When you think of a disaster like the Deepwater Horizon spill (or any other oil spill), one of the first things that come to your mind is probably all the dawn commercials, you know the ones I'm talking about. They feature the little ducks, covered in oil being cleaned up by dozens of volunteers and then released out into the wild.

In 2010, BP's Deepwater Horizon rig exploded and created the largest offshore oil disaster in history, causing millions of barrels to leak into the Gulf of Mexico. April 2019 would have marked nine years since the spill.

I was 10 years old when the spill happened, and all of what I remember was what I saw on tv and even some of what I saw wash up on the beach in Galveston. The aftermath, the burning that went on for days, and the final capping of the oil are some of the things that stand out to me the most, especially the images of the oil spewing out of the uncapped drill spot.

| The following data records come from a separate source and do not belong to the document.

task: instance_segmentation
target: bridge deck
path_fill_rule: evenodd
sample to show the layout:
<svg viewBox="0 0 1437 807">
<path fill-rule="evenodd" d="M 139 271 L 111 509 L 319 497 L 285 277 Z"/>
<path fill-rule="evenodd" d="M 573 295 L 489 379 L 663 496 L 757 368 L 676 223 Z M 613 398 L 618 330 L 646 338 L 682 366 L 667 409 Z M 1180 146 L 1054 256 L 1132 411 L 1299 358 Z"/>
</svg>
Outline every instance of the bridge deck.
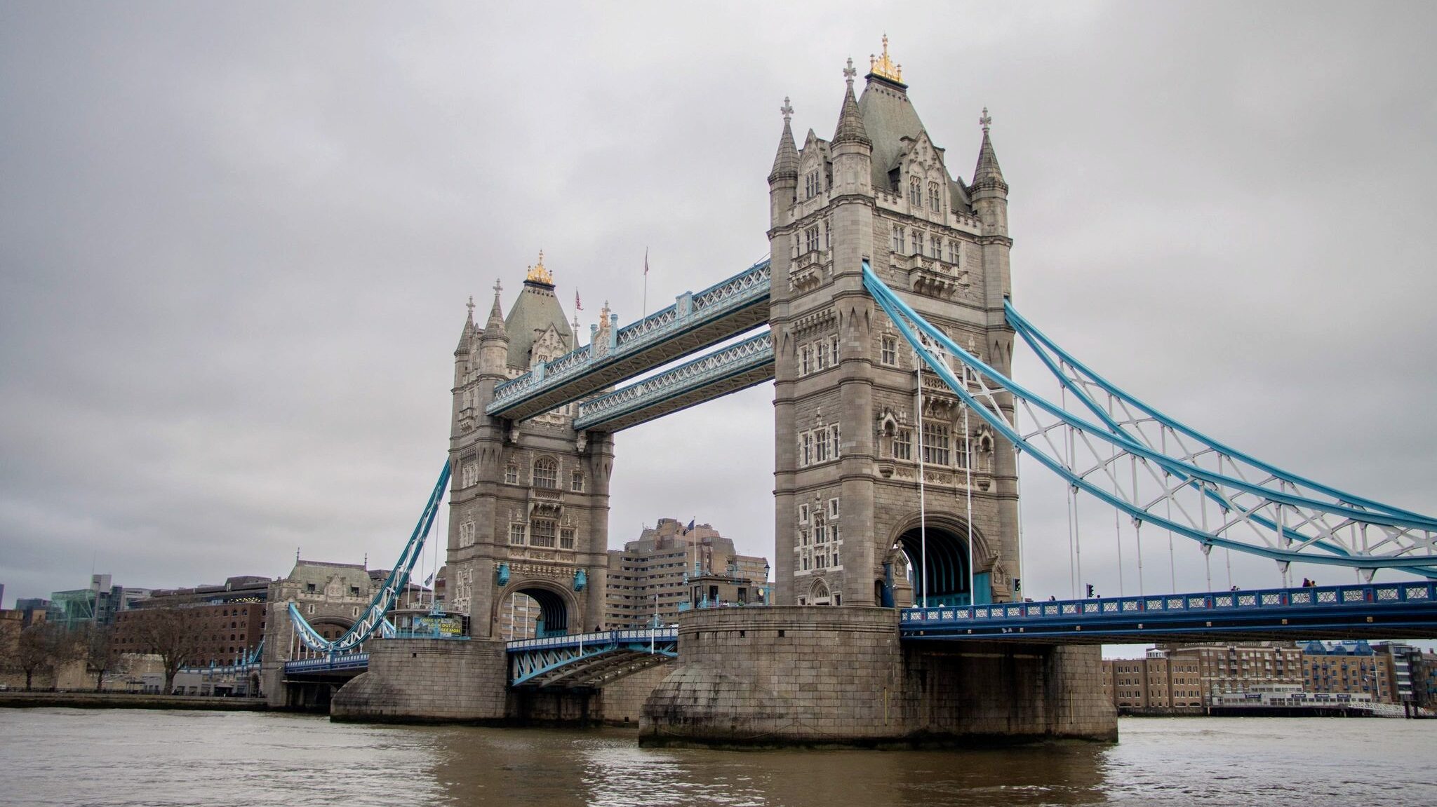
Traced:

I also remember the cleanup and how much time it took after (although, since I was so young, very briefly).

The oil caused major damage to an ecosystem that was already stressed. Scientists have said that it was one of the worst oil spills in U.S. history. On the surface, we saw things like damage to dolphins, turtles, and those baby birds we talked about with the Dawn commercial.

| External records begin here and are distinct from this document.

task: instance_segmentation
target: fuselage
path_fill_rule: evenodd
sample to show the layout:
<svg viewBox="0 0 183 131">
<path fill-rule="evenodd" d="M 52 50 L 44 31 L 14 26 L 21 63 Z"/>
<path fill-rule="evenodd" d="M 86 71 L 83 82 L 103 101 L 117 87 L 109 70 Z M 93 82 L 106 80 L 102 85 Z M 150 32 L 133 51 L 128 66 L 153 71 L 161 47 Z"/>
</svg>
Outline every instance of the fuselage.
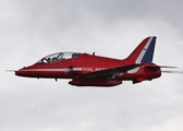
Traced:
<svg viewBox="0 0 183 131">
<path fill-rule="evenodd" d="M 112 59 L 107 57 L 94 56 L 88 53 L 78 53 L 76 57 L 69 59 L 60 59 L 56 61 L 37 62 L 33 66 L 25 67 L 15 71 L 19 76 L 26 78 L 45 78 L 45 79 L 74 79 L 77 75 L 87 74 L 90 72 L 97 72 L 115 67 L 123 67 L 133 64 L 133 61 L 126 59 Z M 53 58 L 52 58 L 53 59 Z M 161 75 L 160 68 L 146 68 L 146 66 L 156 66 L 154 63 L 144 63 L 143 66 L 135 68 L 126 72 L 118 72 L 117 74 L 109 75 L 107 79 L 114 79 L 121 81 L 144 81 L 152 80 Z M 100 76 L 102 78 L 102 76 Z M 95 78 L 94 78 L 95 79 Z M 99 79 L 99 78 L 96 78 Z"/>
</svg>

Another major surface impact is the marshes that are nearby in Louisiana.

A study, done by the Gulf of Mexico Research Initiative, found plants play a crucial role in the recovery of important links in the Gulf of Mexico's coastal food web, which ultimately connect to the fish and shellfish that support the region's economy and culture. The conclusion ultimately was that plants are the foundation of the saltwater marshes that surround Louisiana, and without them, the marshes went downhill fast.

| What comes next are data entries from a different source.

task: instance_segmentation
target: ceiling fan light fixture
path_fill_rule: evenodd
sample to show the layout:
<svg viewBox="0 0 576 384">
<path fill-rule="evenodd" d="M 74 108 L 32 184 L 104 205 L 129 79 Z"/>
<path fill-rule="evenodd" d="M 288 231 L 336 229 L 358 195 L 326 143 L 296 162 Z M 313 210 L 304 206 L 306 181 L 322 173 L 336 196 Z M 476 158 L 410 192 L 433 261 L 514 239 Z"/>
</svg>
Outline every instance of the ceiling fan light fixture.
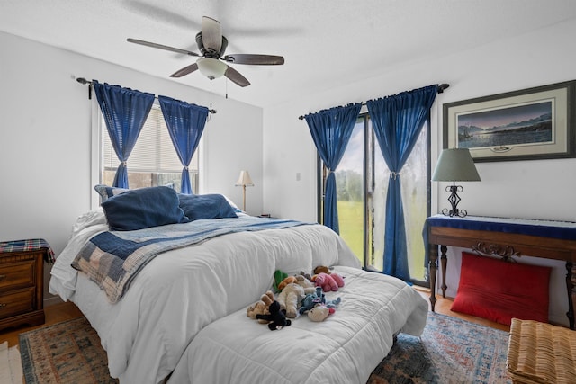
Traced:
<svg viewBox="0 0 576 384">
<path fill-rule="evenodd" d="M 212 58 L 201 58 L 196 60 L 196 65 L 200 72 L 211 80 L 221 77 L 228 68 L 226 63 Z"/>
</svg>

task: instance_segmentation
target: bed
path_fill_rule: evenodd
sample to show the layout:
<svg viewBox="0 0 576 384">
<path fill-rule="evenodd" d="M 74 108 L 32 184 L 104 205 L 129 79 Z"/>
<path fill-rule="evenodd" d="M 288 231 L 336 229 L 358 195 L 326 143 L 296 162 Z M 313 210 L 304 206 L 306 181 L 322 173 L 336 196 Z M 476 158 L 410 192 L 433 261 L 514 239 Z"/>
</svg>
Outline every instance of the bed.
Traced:
<svg viewBox="0 0 576 384">
<path fill-rule="evenodd" d="M 121 231 L 111 230 L 115 227 L 104 207 L 76 220 L 53 265 L 50 290 L 86 315 L 121 383 L 364 383 L 396 334 L 423 331 L 428 302 L 403 281 L 360 269 L 327 227 L 253 218 L 232 205 L 238 217 Z M 93 259 L 108 255 L 105 246 L 125 251 L 126 244 L 140 243 L 147 246 L 139 245 L 130 256 L 154 248 L 153 256 L 130 280 L 119 279 L 121 288 L 78 272 L 85 263 L 102 273 L 104 259 Z M 327 294 L 341 298 L 335 314 L 321 323 L 302 315 L 279 331 L 247 317 L 247 308 L 272 287 L 275 271 L 299 273 L 318 265 L 333 266 L 345 277 L 340 290 Z"/>
</svg>

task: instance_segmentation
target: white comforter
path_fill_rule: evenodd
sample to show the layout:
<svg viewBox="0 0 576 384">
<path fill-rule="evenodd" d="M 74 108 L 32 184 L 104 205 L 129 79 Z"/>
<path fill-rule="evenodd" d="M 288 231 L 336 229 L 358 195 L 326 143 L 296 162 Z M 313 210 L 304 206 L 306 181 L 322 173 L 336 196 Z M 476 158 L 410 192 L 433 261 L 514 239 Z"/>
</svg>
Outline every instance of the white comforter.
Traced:
<svg viewBox="0 0 576 384">
<path fill-rule="evenodd" d="M 111 375 L 121 383 L 162 381 L 201 329 L 245 310 L 271 287 L 275 270 L 360 266 L 346 243 L 324 226 L 236 233 L 157 256 L 112 305 L 70 267 L 82 246 L 104 230 L 102 210 L 78 219 L 52 268 L 50 290 L 86 315 L 107 351 Z"/>
<path fill-rule="evenodd" d="M 428 302 L 405 282 L 336 267 L 342 302 L 320 323 L 307 316 L 270 331 L 239 310 L 198 333 L 169 384 L 364 384 L 399 332 L 420 335 Z"/>
</svg>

Underneath all of that is just as worrisome. For example, the impact on deep-water corals, zooplankton, and various other marine life that live deep in the water.

This is where the idea of marine snow may come in.

Science Daily put it simply when they talked about the impact on the process of marine snow. The problem here is that the oil gets into it and transforms it into marine snow with oil. The danger in this is that when it sinks, it goes down into the deep, deep water (much like all of the little plastic particles that are in the Great Pacific Garbage Patch) and harms the oxygen that is down there.